Saturday, 22 October 2016

72 The Wreck of the 'Caesar', 1760

72 Pwll Du shipwreck - 22 October 2016 (photos: Pwll Du Bay, Daniel Day Lewis)

The James Fenimore Cooper novel “The Last of the Mohicans” might seem to have no relevance to Swansea and Gower.  Published in 1826, with subsequently a number of film and television adaptations, it concerns the British surrender in North America of Fort William Henry to the French under Montcalm.  That took place during the Seven Years War, which lasted from 1756 to 1763, and was conducted not only in the vicinity of those two countries, but also in North America and in India, where each nation sought to establish colonies.  After Fort William Henry’s garrison surrendered, many disarmed British soldiers and colonists were massacred by Huron Indians, allies of the French - just one of certain horrific events that took place in that same conflict in North America, in Gower, and in India.

From Pennard’s National Trust car park many pedestrians tend to turn right to walk along Westcliff, taking the cliff-top path leading to the superb view over Three Cliff Bay, where the beach below stretches across to Oxwich.  If however one continues from the car park on the road ahead called Eastcliff, passing on the right Hunt’s Bay, at the end the road becomes a rough path descending steeply to the hamlet of Pwll Du.  Its pebble-covered bay was the favourite of Pennard poet Vernon Watkins, and can also be approached from Bishopston or through the Bishopston Valley, where conditions are often muddy.

As Ordnance Survey maps indicate, the western part of the bay has a rocky area called “Caesar’s Hole”, named following a shipwreck in 1760.  On 28th November that year a merchantman called the “Caesar”, hired in Bristol as an Admiralty tender, sailed on a spring tide from Swansea to convey men to Plymouth to serve in the Navy.  At that time it was not uncommon for the Navy to scour rural communities around the coast to force labourers, farm workers and quarry men into the Navy.  Impressment by press gangs was a legal method for the government to force men into naval forces during times of war.  Until the Napoleonic wars ended, “eligible men of seafaring habits between the ages of 18 and 45 years” in seaside locations ran this risk, with hymn writer John Newton among victims of the pressgang.
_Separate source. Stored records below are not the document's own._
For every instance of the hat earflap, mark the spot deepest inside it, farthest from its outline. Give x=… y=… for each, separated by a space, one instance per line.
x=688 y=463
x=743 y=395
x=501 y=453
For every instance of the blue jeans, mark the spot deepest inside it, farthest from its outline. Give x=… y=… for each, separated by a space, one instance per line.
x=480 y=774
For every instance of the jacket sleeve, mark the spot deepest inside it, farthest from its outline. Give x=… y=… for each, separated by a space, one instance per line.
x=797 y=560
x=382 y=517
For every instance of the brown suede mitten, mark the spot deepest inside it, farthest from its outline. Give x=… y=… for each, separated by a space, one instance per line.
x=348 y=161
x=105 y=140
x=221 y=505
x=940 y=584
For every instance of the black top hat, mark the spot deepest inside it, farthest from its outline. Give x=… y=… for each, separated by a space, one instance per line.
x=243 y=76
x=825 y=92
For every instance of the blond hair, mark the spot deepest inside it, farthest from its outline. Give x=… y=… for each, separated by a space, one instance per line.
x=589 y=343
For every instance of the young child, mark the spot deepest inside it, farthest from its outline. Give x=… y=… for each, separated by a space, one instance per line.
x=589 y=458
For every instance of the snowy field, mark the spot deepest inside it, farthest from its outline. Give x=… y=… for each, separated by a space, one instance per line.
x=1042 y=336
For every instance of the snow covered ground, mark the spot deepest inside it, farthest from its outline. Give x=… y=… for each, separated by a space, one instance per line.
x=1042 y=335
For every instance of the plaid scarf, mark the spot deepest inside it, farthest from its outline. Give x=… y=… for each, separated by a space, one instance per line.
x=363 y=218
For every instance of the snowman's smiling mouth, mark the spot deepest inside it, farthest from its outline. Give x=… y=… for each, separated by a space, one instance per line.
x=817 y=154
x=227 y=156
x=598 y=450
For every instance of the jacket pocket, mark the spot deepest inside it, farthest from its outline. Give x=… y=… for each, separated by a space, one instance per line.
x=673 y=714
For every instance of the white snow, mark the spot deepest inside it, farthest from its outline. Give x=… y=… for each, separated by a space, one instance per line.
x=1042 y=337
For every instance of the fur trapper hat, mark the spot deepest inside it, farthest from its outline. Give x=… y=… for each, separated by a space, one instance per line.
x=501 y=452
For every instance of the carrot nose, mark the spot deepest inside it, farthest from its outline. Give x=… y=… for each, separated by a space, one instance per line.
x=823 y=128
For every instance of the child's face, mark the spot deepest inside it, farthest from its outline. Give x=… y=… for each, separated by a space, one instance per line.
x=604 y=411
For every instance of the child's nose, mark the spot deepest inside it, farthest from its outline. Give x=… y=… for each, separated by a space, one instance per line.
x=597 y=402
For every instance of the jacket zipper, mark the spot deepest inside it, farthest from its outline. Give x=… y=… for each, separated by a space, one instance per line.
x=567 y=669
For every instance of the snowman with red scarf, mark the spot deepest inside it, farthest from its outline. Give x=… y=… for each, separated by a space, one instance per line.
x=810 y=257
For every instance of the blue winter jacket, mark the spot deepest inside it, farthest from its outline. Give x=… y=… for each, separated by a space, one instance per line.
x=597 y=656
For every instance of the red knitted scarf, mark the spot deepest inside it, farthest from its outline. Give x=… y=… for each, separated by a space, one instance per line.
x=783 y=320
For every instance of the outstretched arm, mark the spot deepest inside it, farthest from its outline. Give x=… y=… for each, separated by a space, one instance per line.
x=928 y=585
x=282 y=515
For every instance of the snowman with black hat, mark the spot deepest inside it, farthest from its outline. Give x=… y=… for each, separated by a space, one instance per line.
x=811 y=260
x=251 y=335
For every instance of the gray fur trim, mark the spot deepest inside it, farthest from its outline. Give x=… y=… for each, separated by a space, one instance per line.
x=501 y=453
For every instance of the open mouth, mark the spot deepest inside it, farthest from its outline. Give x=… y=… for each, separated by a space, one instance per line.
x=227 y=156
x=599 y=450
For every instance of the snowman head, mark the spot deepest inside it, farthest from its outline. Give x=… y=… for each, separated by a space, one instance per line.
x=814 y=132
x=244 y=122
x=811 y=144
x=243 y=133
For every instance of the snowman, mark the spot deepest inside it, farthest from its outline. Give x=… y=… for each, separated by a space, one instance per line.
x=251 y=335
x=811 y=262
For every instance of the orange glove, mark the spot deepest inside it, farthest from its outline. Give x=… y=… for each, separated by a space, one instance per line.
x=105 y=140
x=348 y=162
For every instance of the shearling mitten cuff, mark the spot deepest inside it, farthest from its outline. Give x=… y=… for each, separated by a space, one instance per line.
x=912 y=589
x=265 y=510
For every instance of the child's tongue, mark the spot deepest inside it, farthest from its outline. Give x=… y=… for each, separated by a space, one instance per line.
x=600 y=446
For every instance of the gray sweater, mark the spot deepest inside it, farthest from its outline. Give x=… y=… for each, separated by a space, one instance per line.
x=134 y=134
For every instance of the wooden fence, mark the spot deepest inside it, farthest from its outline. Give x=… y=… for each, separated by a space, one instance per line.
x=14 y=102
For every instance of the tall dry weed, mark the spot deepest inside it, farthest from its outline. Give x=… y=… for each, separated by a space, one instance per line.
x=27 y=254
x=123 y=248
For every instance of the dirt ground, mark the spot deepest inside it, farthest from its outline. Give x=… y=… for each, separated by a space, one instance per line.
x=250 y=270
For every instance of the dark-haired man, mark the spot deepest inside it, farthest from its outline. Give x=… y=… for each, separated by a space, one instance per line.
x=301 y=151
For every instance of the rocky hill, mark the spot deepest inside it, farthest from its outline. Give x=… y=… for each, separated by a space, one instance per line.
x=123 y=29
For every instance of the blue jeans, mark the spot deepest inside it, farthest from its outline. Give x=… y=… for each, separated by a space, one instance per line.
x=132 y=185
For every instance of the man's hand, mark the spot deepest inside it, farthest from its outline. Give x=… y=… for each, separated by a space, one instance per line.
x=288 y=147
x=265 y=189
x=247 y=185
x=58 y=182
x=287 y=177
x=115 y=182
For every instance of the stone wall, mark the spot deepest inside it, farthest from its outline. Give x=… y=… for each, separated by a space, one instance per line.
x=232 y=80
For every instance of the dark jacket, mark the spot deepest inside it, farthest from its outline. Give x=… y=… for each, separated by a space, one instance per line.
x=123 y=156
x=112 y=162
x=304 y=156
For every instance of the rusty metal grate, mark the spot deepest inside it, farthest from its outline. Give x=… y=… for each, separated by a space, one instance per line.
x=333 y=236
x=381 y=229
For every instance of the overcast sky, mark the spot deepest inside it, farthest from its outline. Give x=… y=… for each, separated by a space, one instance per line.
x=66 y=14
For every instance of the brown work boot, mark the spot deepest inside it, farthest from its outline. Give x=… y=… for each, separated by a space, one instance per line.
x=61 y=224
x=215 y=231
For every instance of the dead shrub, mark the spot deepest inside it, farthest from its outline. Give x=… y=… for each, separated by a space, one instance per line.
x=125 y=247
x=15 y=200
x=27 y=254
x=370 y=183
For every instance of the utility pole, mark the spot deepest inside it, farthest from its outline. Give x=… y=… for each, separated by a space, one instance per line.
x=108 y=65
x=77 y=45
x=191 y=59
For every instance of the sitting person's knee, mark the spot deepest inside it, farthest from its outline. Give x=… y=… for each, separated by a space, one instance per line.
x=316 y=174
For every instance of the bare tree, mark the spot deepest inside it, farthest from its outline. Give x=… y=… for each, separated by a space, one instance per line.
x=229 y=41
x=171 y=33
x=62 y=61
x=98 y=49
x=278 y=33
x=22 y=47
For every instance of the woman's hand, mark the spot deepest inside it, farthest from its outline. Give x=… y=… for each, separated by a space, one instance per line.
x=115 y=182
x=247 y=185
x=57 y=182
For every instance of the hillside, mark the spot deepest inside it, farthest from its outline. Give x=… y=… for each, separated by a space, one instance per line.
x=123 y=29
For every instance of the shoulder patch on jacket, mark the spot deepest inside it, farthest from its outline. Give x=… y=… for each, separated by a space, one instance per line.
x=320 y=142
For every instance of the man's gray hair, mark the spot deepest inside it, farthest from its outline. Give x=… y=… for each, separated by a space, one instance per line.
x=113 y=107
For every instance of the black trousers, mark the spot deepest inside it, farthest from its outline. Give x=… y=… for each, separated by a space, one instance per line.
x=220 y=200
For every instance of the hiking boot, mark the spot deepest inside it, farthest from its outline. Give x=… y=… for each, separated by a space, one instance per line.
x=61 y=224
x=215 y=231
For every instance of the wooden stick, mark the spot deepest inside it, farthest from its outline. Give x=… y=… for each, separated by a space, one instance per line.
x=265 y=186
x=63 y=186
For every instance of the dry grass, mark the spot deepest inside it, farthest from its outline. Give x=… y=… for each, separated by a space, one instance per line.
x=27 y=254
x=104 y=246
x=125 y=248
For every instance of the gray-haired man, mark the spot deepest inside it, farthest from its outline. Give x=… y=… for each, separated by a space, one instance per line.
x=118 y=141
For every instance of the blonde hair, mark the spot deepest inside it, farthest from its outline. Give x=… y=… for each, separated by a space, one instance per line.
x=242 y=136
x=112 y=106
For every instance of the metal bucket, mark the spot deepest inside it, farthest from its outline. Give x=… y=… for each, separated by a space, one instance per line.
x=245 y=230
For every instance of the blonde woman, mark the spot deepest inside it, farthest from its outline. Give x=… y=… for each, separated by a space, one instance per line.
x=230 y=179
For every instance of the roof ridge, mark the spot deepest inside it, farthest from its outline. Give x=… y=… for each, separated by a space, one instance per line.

C.D. Morgan’s 1862 “Wanderings in Gower” relates how a pressgang of twelve sailors under an officer had been thwarted in an attempt to impress John Voss of Nicholaston Hall and his neighbour John Smith before the “Caesar” sailed.  Stormy conditions in the Bristol Channel caused the vessel to turn back, though in poor visibility the pilot mistook Pwll Du Head for Mumbles Head - this was thirty years before Mumbles lighthouse was built.  The ship was holed on the rocks, now named Caesar’s Hole, and although the ship’s master, mate and some seamen escaped over the bowsprit and clambered up to High Pennard, they apparently neglected to raise the alarm.  

The next morning local people from Pennard, Bishopston and Pwll Du were aghast to find the wreck of the “Caesar”, and removed over sixty bodies.  Most of these were the impressed men, who had been kept below deck (and possibly manacled), and so had stood no chance of survival once the ship was holed.  Since many of these men had been impressed at Swansea, some may have been known to the local people.  

Sixty-eight bodies were buried below Pwll Du Head in the area marked on Ordnance Survey maps as Graves End, where a circle of limestone rocks, visible when the undergrowth dies back, marks the burial site.  
So in different parts of the world the Seven Years War included in South Wales pressed men being abandoned to their fate by seamen concerned only for themselves, in North America the massacre of disarmed members of a garrison who had departed from Fort William Henry, and in India … there was the Black Hole of Calcutta

1 comment:

  1. The circle of rocks does not mark the burial site. It is time this myth, passed on by writer to writer without any actual evidence, was put to rest. The true burial site is beyond the gulley to the west, much nearer to Caesar’s Hole. It is marked on the 1877 ordnance survey map. The stone circle was made by a couple of locals in the 1960s, as attested by current locals who knew them and knew of their activity.